Back around the time that Fan left, there were rumors arising of a shift in demand for our goods in the Charter villages. Of a change in sentiment, in fact, about our products. For decades now there has been a very simple relationship between B-Mor and the Charters it supplies. We provide pristine, beautiful fish and vegetables, and in return we enjoy estimable housing and schooling, technical training and health care, and a salary (if prudently managed) that makes possible modest levels of entrepreneurship, and even some exotic travels. Last month another big group of the retired and the terminal flew their once-in-a-lifetime global to Amsterdam, one of the few cities that is still like it was in olden times, inhabited by permanent residents but also completely open to any who wish to visit and tour and buy souvenirs and snacks. The group crossed the city on bicycles and rode canal boats and brought back posters and placemats from the Van Gogh Museum, the overwhelming favorite painting being his
Almond Blossom
, which you see in every other kitchen and parlor of B-Mor, the celadon background and the dulled white of the petals and the twisting, mossy branches a tableau that somehow captures the exact hue of our lives, this bright-tinged gloaming. If only he had painted fish!

In any case, we have been fortunate in how solid the producer-consumer relationship has been for both communities, the sole interruption being more than twenty years ago, when for several weeks every fish tank had to be emptied and scrubbed after an outbreak. The scales of the fish fell off in patches, which led to infections and suppurations and eventually death. As a precaution, the trays of plants suspended over the tanks were also completely cleared, and until the new fish and plants could become mature, our Charter customers had to source their food from unfamiliar facilities, which you can imagine made them very nervous. Charters are famously nervous, for despite their wealth and security and self-satisfied demeanors, they are obsessed with minimizing hazards of any kind, and are perhaps racked most of all by the finally unknowable dangers of what they ingest. It’s the only thing that they have not mastered.

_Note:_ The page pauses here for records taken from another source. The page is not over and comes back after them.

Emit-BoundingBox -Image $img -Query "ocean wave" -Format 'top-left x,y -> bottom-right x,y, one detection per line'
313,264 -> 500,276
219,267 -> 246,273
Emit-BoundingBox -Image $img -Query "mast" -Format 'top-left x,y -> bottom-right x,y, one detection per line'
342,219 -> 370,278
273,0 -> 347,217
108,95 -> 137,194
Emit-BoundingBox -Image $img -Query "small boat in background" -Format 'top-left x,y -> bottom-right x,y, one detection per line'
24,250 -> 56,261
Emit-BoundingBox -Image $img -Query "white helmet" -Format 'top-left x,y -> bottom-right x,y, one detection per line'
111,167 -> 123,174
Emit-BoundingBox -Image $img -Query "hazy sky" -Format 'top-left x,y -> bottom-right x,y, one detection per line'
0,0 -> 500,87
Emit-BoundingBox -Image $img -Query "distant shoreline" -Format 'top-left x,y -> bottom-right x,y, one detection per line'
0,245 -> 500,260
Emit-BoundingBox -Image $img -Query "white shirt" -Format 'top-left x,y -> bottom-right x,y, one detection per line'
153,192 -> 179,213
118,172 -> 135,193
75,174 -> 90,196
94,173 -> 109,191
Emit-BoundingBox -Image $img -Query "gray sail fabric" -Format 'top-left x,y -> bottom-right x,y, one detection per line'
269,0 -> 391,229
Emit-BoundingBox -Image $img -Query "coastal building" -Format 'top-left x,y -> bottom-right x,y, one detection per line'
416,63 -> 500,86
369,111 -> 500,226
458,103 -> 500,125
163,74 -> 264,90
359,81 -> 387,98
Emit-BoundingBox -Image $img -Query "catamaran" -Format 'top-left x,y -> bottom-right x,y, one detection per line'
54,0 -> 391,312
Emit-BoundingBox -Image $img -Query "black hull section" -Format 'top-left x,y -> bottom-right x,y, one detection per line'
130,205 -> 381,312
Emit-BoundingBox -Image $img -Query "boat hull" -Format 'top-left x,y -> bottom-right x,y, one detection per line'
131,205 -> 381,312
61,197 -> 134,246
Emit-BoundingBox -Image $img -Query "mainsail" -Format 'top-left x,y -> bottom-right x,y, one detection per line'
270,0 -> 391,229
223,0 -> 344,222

As for B-Mor, it was a particularly difficult period, to say the least. With our routines disrupted and with no work to do, an unwelcome enervation set in, people quickly becoming irritable, and soon enough irrational; with so many folks milling about the streets and stoops, there were more scooter and bicycle accidents, plus incidents of fisticuffs and vandalism in the malls, with the few verified homicides in B-Mor history also taking place during that time, the usual lovers’ quarrels and bad business dealings disastrously inflamed. A fourth cousin of ours, in fact, was poisoned by his wife, who found out he was going to leave her for a tea-shop girl the same age as their daughter, and laced a sweet red-bean bun (that he himself had brought home from the tea shop) with rat poison, causing him a most protracted death.

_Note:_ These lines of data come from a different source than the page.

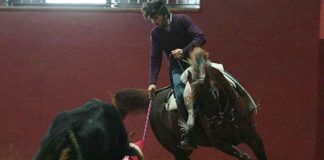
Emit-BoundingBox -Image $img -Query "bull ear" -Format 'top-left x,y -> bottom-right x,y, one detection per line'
187,71 -> 193,84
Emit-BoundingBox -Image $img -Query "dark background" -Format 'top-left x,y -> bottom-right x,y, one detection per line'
0,0 -> 324,160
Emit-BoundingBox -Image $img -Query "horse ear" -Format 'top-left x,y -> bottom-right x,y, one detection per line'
187,71 -> 193,84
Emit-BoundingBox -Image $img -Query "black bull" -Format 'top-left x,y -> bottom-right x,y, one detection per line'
35,99 -> 141,160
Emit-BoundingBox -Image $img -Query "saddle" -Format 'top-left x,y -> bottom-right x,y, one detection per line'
164,89 -> 178,111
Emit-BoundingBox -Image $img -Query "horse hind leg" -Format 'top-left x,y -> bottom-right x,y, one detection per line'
214,142 -> 251,160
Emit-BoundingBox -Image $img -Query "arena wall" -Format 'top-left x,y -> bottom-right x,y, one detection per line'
0,0 -> 324,160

Charter biologists and engineers revised our feed and tank formulas, and instituted new facilities practices, and an outbreak of that scale has not happened since. Every level and composition—from the feed, to the water, to the air, to the grow media, to the spectrum of the lighting—is constantly monitored and reviewed, though the truth is that over the years the calibrations have grown so fine that new equipment was necessarily developed, given how decimal places kept being added, the measuring process itself evolving into a kind of test of our mettle, to see how far we could go in realizing an ultimate standard.